Another option is to try a medication, called Tirosint. It's a small gel cap and is dissolved and absorbed much more quickly than pill forms. It's more expensive than levo, but still affordable. Mine costs $67 for a 90 day supply, which comes to just over $22/mo. I haven't "price shopped", so it might be less expensive, other places. I've been on it since it came out in mid 2009 and do very well with it.
You should try to get your vitamins/minerals in capsule or gel cap forms, which will dissolve more quickly and are usually better absorbed. Make sure you separate vitamins/minerals from thyroid medication by at least 4 hours.
Make sure you get your thyroid hormone levels in line, before looking at a pituitary issue or something else; you could save yourself a lot of testing expense, just getting thyroid hormones right.

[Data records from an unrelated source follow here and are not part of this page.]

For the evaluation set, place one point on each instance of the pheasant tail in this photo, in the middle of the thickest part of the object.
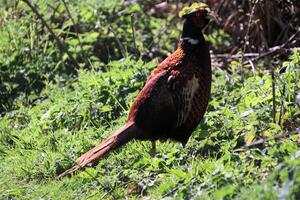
(120, 137)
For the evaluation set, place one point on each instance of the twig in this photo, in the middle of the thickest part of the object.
(123, 51)
(234, 55)
(247, 35)
(281, 113)
(263, 141)
(273, 97)
(76, 30)
(61, 45)
(133, 34)
(276, 48)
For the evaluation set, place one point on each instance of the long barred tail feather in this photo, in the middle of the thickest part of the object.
(120, 137)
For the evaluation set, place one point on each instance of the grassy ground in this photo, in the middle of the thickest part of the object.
(44, 129)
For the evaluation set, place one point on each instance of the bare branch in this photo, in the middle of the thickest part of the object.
(60, 44)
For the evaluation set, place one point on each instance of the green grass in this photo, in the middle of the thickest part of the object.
(46, 126)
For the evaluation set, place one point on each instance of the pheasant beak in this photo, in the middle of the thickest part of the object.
(212, 17)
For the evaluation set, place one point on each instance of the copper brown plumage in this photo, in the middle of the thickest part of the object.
(174, 98)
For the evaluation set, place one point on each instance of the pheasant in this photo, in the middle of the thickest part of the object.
(174, 98)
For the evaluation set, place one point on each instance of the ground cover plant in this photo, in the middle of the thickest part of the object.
(59, 101)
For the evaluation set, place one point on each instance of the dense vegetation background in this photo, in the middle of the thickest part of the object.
(70, 69)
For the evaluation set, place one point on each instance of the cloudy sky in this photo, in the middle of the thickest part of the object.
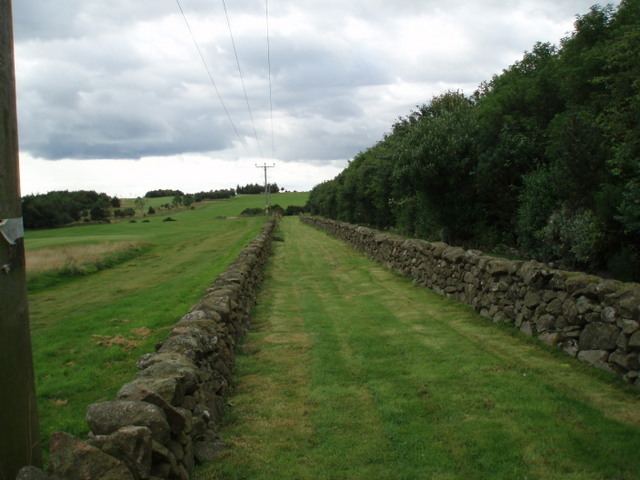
(113, 96)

Hello and thanks again for the reply, I do take chewable vitamins and gel caps. I do crush other types of vitamins, but haven't noticed any difference in how I feel. I never thought much about the Levo and how it may be absorbed, but I do wait a hour before eating anything after taking it. The doctors all knew about my condition, lack of large intestine and never mentioned any problems or issues. Even though I may ask, most doctors have never seen a patient like me and have no idea what happens when you have your large intestine removed and how it may impact your body.

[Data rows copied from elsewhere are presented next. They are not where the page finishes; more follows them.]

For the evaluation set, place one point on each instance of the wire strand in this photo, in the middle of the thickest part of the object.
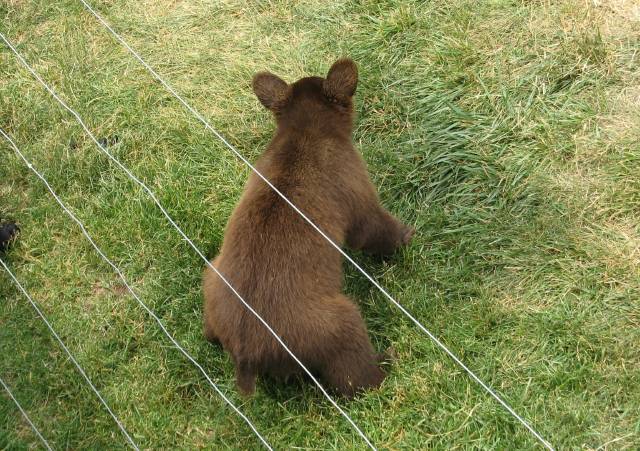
(133, 293)
(75, 362)
(208, 126)
(186, 238)
(24, 414)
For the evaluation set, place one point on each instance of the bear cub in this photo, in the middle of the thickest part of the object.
(284, 268)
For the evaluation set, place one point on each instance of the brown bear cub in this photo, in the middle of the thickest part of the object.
(284, 268)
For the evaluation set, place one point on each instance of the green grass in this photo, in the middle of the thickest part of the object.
(507, 132)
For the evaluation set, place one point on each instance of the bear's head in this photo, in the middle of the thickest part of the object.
(311, 101)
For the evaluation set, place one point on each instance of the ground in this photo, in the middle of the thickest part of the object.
(507, 132)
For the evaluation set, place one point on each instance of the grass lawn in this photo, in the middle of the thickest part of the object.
(507, 132)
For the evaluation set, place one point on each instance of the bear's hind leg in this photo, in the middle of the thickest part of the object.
(350, 364)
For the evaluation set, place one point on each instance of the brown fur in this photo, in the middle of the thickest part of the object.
(282, 267)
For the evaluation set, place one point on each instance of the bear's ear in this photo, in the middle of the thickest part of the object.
(341, 80)
(271, 90)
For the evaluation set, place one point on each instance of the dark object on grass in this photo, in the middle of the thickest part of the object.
(8, 233)
(282, 267)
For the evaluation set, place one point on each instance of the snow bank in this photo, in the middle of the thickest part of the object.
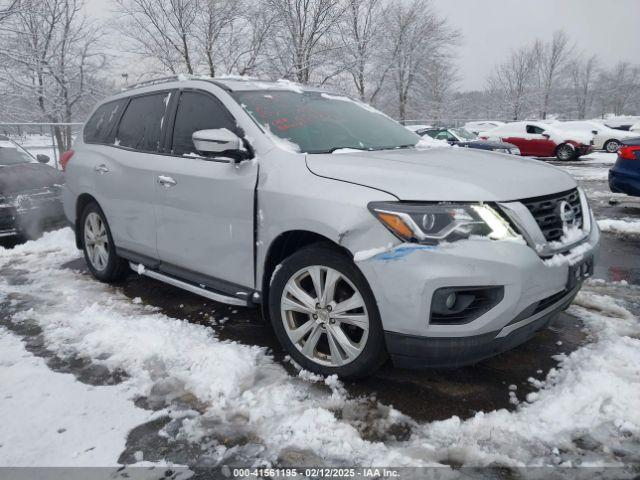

The last Gastro I saw was so excited to see me because he had never seen the type of surgery I had. I have a "Koch" pouch and it's very rare to have that done today.
Now I know what to ask a Endo and to be agressive in the care I receive. But lack of intestine and thyroid is not something they see everyday.
Thanks again for the help!!
Are you making sure to separate your levo and vitamins/minerals by at least 4 hours? Many vitamins/minerals (particularly, calcium) can inhibit the absorption of the levo and since that may be an issue for you anyway, you shouldn't take a chance.
No, I'm sure that lack of intestine and thyroid is something that many doctors have never seen before. I can sympathize with you - my sister recently underwent surgery to remove her bladder due to cancer.
Do make sure you get the FT3 and FT4 tests done soon, so you can see exactly where you're at.
Since posting my questions here I've had so many responses, it's been great. I've made 2 appointments with some very highly rated Endocrinologists in my area and was told which blood tests I could have ready before my visits, TSH, Free T4 and Free T3. One Endo does prescribe natural thyroid hormones and both prescribe T3 meds. The visits are not until late Aug, so I just have to wait. But I am making progress and am very thankful to have found this website and so many helpful people. STTM website is also very helpful and explains a great deal of what I am going through.
To Barb135, I know my situation is unique and not often seen, lucky me. So that just adds to frustration at times. Although I may tell a doctor or list it in the paperwork, they have never brought that up as being of any concern. Most likely reason is they have no clue as to what problems may ensue. I do wait at least 4 hours before taking any vitamins or eating a larger meal.
To my surprise, the cost of seeing a Endo without insurance is much less than I had thought. Paying cash is actually less expensive than having insurance, plus I can have the blood work done on my own and they will accept it.
Hopefully all or most of my symptoms will clear up with the correct medications and dose, plus a doctor would will treat the symptoms and not just my blood tests.
Sorry to hear about your sister, I hope she does well. Cancer is bad enough, but when you add in something as private and personal as how do I go to the bathroom now?? that makes it even more difficult.
For me personally I tried not to let it bother me when I had my operation, They took out the retum, anus and colon and I had to wear a pouch on my abdomen for waste. At least I was alive, I think it bothered those around me more than me. You adapt the best you can and I finally had the "koch" pouch operations 10 years later, it's been over 20 years now since the first operation and live goes on.
I've been on levothyroxine for 4 weeks for hypoT (TSH=7). My fatigue and muscle aches are gone, I have good energy, but I now have a faster heart rate than I did previously. My most aggravating problem is intermittent deep core coldness and a body temperature in the 97's. The doctor's nurse and the pharmacist said it can take 6 weeks or more to regulate my whole body. IS this what others of you have experienced?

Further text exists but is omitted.